Setelah itu, kami melanjutkan pencetakan setiap kali Wilma menyelesaikan ilustrasi. Sementara itu, anak-anak bekerja keras untuk membuat kertas, sementara para imam abu-abu mengeluarkan lebih banyak tinta. Mereka juga pergi ke hutan untuk mengumpulkan buah-buahan dan jamur untuk dikeringkan dan pergi membeli kayu bakar untuk musim dingin.

“Myne, itu yang terakhir dari pencetakan. Apa yang terjadi selanjutnya? ”Tanya Lutz dalam perjalanan pulang suatu hari, hawa dingin yang tajam di udara membuat tidak mungkin untuk melupakan seberapa jauh kami memasuki musim gugur. Tampaknya mereka akhirnya selesai mencetak semua halaman untuk Alkitab. Itu berarti sudah waktunya untuk menjilid buku, di mana halaman akhirnya akan berubah menjadi buku yang sebenarnya.

“Selanjutnya adalah (penjilidan buku)! Aku pasti akan pergi ke bengkel besok! ”

“Apakah kamu harus? Akan jauh lebih mudah jika Kamu hanya menjelaskan apa yang harus dilakukan. ”Tampaknya para imam abu-abu merasa lebih sulit untuk bekerja dengan seorang gadis kuil biru magang seperti aku menonton. Tetapi aku tidak bisa menahan keinginan aku untuk terlibat langsung dengan penjilid buku. Terutama karena ini semua akan menjadi baru bagi mereka.

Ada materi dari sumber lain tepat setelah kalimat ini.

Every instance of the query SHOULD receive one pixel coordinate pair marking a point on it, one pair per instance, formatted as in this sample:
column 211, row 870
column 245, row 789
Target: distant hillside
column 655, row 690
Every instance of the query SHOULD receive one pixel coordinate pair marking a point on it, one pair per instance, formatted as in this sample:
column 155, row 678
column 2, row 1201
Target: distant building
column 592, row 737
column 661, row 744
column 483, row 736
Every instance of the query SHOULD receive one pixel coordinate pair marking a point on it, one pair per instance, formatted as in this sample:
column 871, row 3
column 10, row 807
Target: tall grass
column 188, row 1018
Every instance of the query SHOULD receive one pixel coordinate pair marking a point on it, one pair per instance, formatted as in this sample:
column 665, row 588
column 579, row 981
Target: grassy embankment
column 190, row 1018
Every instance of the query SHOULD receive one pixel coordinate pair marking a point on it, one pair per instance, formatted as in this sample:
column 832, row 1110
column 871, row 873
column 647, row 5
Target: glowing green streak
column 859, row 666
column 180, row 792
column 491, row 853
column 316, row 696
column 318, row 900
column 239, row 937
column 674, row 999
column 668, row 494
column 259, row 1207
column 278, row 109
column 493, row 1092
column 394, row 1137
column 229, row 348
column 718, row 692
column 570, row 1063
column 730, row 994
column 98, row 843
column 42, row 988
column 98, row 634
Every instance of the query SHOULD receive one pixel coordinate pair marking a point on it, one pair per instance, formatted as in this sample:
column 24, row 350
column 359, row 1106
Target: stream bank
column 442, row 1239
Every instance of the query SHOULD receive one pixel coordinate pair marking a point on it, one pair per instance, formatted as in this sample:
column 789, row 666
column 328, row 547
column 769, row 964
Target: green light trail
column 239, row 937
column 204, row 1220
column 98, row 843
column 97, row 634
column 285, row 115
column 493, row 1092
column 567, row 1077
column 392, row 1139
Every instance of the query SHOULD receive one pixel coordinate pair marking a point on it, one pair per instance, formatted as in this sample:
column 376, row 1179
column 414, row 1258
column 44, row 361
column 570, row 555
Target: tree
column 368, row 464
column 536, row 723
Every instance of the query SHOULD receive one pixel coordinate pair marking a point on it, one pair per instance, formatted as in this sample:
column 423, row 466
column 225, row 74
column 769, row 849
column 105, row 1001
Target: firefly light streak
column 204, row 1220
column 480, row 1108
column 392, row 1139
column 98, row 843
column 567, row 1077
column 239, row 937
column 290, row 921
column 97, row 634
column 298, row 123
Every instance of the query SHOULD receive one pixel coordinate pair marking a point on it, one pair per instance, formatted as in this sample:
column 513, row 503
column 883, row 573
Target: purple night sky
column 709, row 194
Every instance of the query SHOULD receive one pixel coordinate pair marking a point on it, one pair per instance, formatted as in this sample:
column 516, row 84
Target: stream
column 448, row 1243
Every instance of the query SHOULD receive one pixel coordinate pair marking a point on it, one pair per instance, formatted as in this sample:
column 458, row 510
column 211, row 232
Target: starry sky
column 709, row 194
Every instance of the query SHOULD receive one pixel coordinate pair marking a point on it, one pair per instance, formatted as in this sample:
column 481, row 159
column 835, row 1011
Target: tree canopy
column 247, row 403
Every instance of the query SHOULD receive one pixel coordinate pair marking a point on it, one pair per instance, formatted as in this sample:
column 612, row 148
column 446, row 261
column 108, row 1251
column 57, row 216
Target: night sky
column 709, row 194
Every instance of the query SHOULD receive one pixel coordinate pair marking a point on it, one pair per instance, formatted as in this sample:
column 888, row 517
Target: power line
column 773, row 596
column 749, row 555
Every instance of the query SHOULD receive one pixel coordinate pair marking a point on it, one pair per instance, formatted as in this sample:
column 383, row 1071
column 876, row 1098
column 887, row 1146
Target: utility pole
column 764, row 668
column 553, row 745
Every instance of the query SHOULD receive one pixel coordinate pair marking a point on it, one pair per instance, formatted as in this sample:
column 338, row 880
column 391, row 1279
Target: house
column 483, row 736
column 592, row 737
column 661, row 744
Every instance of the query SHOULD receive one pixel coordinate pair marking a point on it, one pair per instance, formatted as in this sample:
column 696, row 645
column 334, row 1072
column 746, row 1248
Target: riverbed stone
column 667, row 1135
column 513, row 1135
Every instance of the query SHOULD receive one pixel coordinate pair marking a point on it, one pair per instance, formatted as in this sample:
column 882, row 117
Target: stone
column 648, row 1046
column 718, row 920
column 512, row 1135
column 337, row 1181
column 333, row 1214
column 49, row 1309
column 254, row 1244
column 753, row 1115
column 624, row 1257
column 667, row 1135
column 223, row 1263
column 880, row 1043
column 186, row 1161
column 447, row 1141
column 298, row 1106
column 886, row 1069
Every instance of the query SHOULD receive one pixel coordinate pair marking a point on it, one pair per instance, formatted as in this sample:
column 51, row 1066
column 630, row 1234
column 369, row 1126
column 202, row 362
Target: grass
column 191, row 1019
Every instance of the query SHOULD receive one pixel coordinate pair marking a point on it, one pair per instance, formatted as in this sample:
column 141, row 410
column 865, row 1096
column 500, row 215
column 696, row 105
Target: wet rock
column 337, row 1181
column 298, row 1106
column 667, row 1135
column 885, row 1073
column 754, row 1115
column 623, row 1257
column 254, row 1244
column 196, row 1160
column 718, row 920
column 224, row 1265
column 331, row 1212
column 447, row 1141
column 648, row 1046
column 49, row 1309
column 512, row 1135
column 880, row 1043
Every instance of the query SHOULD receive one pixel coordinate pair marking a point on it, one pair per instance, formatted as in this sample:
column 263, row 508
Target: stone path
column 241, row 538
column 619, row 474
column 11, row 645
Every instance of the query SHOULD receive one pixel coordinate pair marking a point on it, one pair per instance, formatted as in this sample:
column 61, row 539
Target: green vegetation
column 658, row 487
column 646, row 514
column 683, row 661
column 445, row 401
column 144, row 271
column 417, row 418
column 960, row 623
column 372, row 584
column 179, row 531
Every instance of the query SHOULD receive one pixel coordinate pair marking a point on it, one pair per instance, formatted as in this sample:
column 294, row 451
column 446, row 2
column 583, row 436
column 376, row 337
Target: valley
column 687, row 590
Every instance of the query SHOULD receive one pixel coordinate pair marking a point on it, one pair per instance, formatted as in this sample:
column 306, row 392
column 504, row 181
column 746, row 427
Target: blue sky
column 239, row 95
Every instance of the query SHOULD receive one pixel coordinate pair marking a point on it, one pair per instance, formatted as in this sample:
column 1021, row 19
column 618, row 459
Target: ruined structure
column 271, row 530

“Aku ingin berada di sana untuk pertama kalinya setidaknya agar aku dapat menonton dan berpartisipasi. Setelah aku yakin semuanya berjalan lancar, aku tidak akan menghalangi lagi, sama seperti aku tidak mengawasi pencetakan setiap waktu. Tolong, Lutz? Cukup cantik? ”

“… Baru pertama kali, oke?”

“Ahaha. Yaaay! Buku, buku! ”Aku mulai berputar di tempat, jadi Lutz mulai berjalan sambil menarik aku ke belakangnya. Begitu aku mulai mengikutinya dengan senyum di wajah aku, Lutz melepaskan tangan aku dan mengeluarkan diptych-nya dari tasnya.

“Baiklah, jelaskan. Kamu bilang itu, uh … penjilidan buku? ”

“Ya! Penjilidan buku mengubah halaman menjadi buku. Setelah semua halaman yang dicetak benar-benar kering, kami akan melipatnya menjadi dua. Lipatan bersih di tengah yang meninggalkan seni di satu sisi dan teks di sisi lain. Ini akan membutuhkan meja, jadi mungkin akan lebih baik untuk melakukan ini di ruang makan panti asuhan. ”Aku menjelaskan langkah demi langkah sambil melihat Lutz menuliskan semuanya.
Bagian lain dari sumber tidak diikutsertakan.